Bobibos dikembangkan oleh masyarakat dan pelaku industri di Indonesia dan belakangan menjadi viral di media sosial. Menyoroti hadirnya Bobibos, Direktur Jenderal (Dirjen) Migas Kementerian ESDM, Laode Sulaeman, menyebut bahwa setiap produk harus melalui uji kelayakan serta sertifikasi resmi sebelum digunakan publik.
Adapun menurut Laode, proses pengujian di lembaga seperti Lemigas meliputi beberapa tahap teknis dan memakan waktu minimal delapan bulan. Langkah ini dilakukan untuk memastikan mutu, keamanan, serta emisi yang sesuai dengan standar nasional.
“Saya tidak ingin mengurangi apresiasi saya terhadap inovasi anak bangsa. Tapi untuk menguji suatu BBM lalu menjadi bahan bakar itu minimal delapan bulan baru kita bisa putuskan apakah ini layak atau tidak,” ungkapnya sebagaimana dikutip dari laporan ANTARA pada Jumat (14/11).
Sulaeman menekankan, laporan hasil uji bukanlah berupa sertifikasi legal. Kementerian pun siap membuka kerja sama dengan badan usaha guna menguji inovasi yang sesuai dengan mekanisme resmi.
Di lain sisi, pendiri bahan bakar Bobibos, M. Iklas Thamrin, berencana ekspansi pembangunan SPBU Bobibos dan BosMini untuk memperluas akses energi ramah lingkungan yang bisa dijangkau hingga ke pelosok Indonesia.
Perlu diketahui, bahan bakar alternatif tersrebut dikembangkan dari bahan nabati dengan melalui proses biokimia secara bertahap yang menghasilkan bahan bakar beroktan tinggi, beremisi rendah, serta berharga ekonomis.

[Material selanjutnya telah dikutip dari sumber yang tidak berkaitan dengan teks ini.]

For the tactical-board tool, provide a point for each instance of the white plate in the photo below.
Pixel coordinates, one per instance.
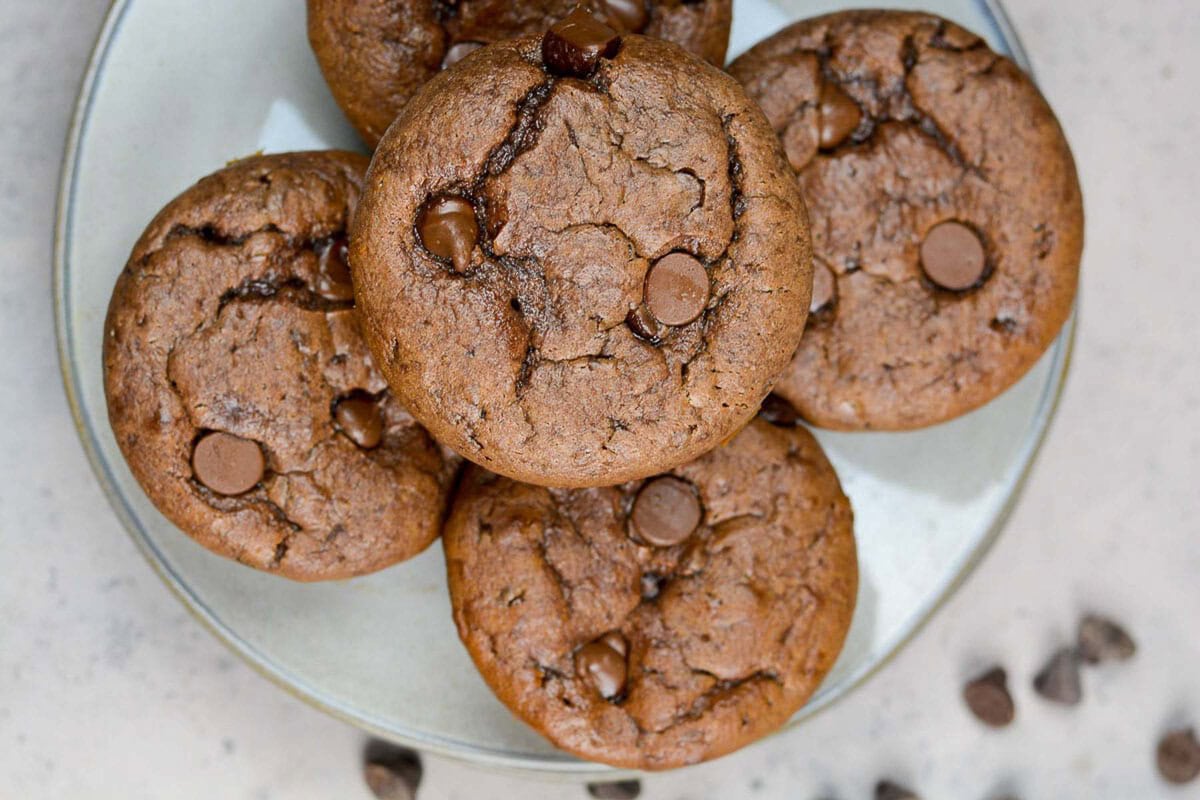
(174, 91)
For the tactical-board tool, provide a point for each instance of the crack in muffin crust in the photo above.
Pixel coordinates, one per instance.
(745, 620)
(948, 132)
(579, 188)
(228, 322)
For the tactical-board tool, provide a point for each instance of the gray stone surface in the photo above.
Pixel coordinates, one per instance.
(108, 689)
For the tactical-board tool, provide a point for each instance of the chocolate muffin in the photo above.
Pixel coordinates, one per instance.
(666, 621)
(946, 210)
(241, 392)
(597, 268)
(377, 53)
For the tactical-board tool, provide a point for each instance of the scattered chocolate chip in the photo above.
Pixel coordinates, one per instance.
(628, 16)
(839, 114)
(889, 791)
(989, 699)
(575, 46)
(645, 326)
(953, 257)
(391, 773)
(677, 289)
(825, 289)
(603, 663)
(1059, 680)
(666, 512)
(334, 264)
(228, 464)
(448, 229)
(1102, 639)
(616, 791)
(1179, 757)
(360, 419)
(779, 411)
(459, 52)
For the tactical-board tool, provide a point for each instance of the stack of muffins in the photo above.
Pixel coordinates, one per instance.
(544, 323)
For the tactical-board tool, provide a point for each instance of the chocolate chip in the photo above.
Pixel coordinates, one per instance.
(779, 411)
(645, 326)
(575, 46)
(603, 665)
(1179, 757)
(666, 512)
(360, 419)
(459, 52)
(228, 464)
(677, 289)
(334, 264)
(953, 257)
(825, 290)
(889, 791)
(989, 699)
(840, 115)
(391, 773)
(1102, 639)
(616, 791)
(448, 229)
(628, 16)
(1059, 680)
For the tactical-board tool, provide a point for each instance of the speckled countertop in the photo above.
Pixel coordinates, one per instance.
(108, 689)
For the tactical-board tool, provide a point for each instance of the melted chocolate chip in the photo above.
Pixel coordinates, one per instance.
(575, 46)
(448, 229)
(677, 289)
(953, 257)
(228, 464)
(334, 264)
(666, 512)
(603, 663)
(360, 419)
(627, 16)
(840, 115)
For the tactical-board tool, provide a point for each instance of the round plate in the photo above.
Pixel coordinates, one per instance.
(178, 89)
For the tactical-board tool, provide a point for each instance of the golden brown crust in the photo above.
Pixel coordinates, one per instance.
(217, 324)
(727, 633)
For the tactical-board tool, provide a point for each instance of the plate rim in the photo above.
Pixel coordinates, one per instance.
(563, 765)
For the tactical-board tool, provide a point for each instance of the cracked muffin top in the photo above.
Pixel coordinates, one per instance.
(660, 623)
(376, 54)
(241, 392)
(581, 269)
(946, 211)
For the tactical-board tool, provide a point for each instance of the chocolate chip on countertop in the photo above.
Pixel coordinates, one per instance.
(616, 791)
(1179, 757)
(989, 699)
(391, 773)
(575, 46)
(228, 464)
(889, 791)
(1059, 680)
(1102, 639)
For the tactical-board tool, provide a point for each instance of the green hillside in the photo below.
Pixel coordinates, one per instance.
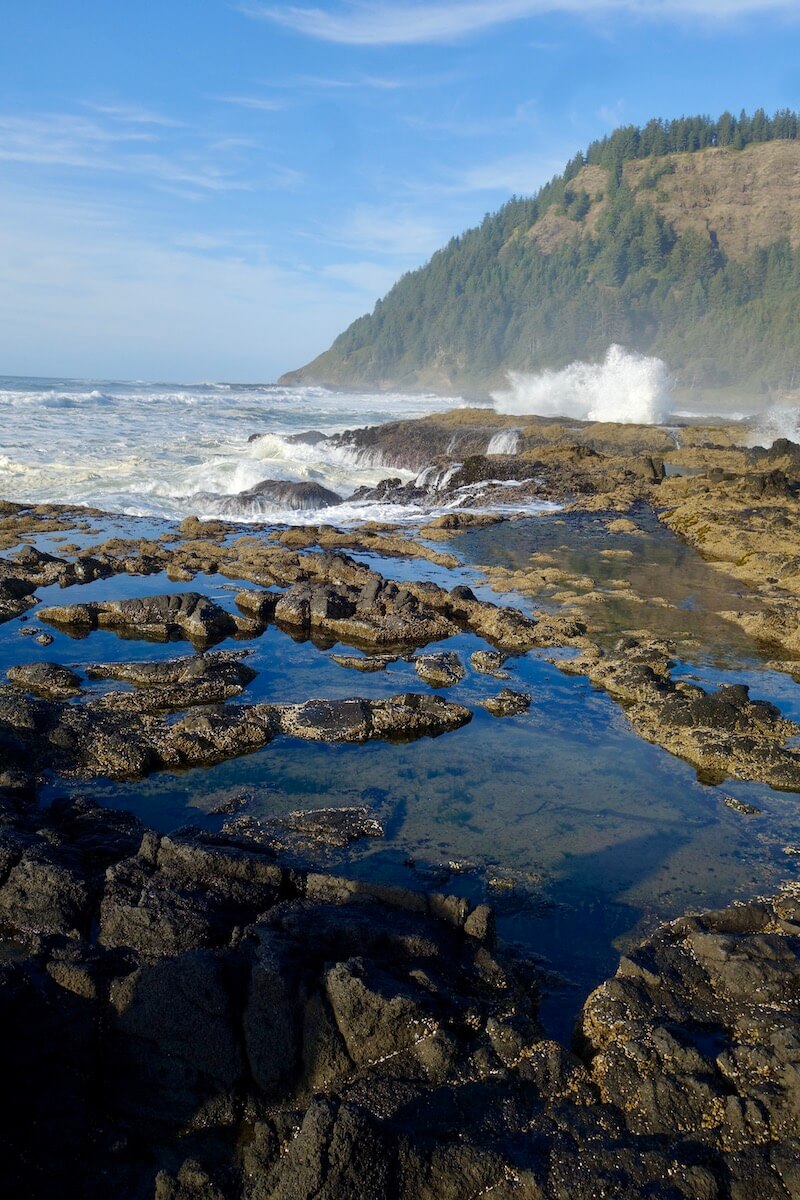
(680, 239)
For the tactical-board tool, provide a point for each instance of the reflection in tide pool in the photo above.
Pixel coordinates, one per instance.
(581, 834)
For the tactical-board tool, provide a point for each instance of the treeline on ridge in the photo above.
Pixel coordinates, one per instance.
(494, 300)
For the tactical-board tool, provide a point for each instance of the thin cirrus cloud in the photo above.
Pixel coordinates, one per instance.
(259, 103)
(118, 147)
(405, 24)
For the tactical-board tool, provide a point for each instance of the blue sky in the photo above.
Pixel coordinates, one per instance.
(208, 190)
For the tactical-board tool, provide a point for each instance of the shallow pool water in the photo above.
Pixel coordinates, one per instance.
(579, 833)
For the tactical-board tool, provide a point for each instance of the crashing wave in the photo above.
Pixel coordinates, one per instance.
(625, 388)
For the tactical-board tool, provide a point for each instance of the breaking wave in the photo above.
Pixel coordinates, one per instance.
(625, 387)
(779, 421)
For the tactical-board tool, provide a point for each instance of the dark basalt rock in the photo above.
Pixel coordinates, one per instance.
(443, 670)
(277, 493)
(244, 1027)
(174, 684)
(366, 663)
(507, 703)
(722, 732)
(185, 615)
(489, 663)
(48, 679)
(127, 736)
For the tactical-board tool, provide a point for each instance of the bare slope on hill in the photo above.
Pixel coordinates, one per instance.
(692, 256)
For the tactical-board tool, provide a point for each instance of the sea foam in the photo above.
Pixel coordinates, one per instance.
(625, 387)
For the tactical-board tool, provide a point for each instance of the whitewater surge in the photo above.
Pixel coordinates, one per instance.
(158, 450)
(170, 450)
(625, 387)
(777, 421)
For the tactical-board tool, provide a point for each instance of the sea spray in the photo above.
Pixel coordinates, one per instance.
(625, 387)
(779, 421)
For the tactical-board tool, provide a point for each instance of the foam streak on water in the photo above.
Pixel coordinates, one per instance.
(168, 450)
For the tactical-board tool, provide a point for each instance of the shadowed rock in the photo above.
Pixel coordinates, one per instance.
(48, 679)
(186, 615)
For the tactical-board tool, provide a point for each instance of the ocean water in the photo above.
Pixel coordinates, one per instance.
(579, 833)
(169, 450)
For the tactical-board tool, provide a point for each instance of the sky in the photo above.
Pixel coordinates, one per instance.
(214, 190)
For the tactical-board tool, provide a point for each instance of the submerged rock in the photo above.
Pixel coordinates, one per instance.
(722, 732)
(184, 615)
(489, 663)
(179, 683)
(275, 493)
(507, 703)
(48, 679)
(366, 663)
(203, 1019)
(443, 670)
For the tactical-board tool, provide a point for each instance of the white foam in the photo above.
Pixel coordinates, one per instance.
(625, 387)
(146, 449)
(506, 442)
(779, 421)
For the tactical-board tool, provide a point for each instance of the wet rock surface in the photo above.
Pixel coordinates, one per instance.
(126, 736)
(443, 670)
(202, 1015)
(49, 679)
(507, 702)
(722, 732)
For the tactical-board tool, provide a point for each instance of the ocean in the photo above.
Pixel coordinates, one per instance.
(170, 450)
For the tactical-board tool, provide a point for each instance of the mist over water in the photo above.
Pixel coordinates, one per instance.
(777, 421)
(625, 387)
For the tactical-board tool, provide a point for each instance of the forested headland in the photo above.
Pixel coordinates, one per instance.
(679, 238)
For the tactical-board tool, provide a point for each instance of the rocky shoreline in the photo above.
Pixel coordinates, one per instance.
(223, 1015)
(204, 1017)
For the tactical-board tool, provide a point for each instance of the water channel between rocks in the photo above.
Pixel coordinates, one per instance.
(581, 834)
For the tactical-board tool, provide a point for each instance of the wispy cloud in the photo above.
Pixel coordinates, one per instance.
(86, 294)
(361, 23)
(262, 103)
(66, 141)
(394, 232)
(469, 127)
(132, 114)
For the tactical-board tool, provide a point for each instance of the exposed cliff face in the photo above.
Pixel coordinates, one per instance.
(693, 256)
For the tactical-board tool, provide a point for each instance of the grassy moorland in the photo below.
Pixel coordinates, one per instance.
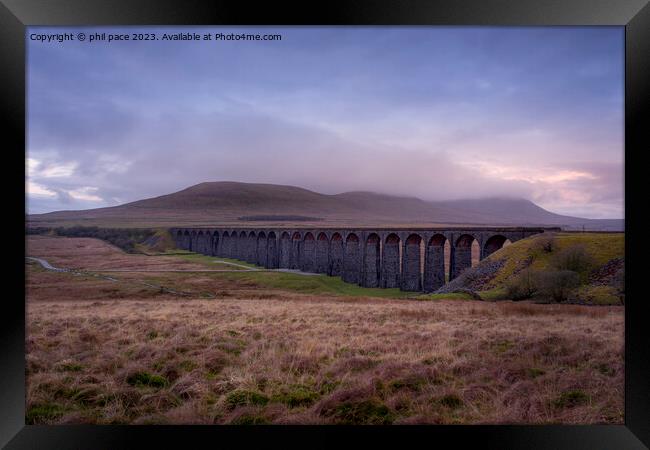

Iklas menekankan, kehadiran inovasi bahan bakar alternatif ini menjadi bagian dari visinya untuk menghadirkan “energi rakyat” dengan satu harga, dari Sabang sampai Merauke.
Melalui inovasinya, Iklas berharap pemerintah dapat memberi dukungan regulasi agar inovasinya dapat segera menjadi bahan bakar alternatif nasional yang bukan hanya legal, tapi juga mampu berdaya saing.
“Bobibos ingin menjadi energi rakyat yang hadir di seluruh pelosok negeri. Dengan SPBU dan BosMini, kami ingin satu harga dari Sabang sampai Merauke,” tekan Iklas, dikutip GPriority dari laporan ANTARA.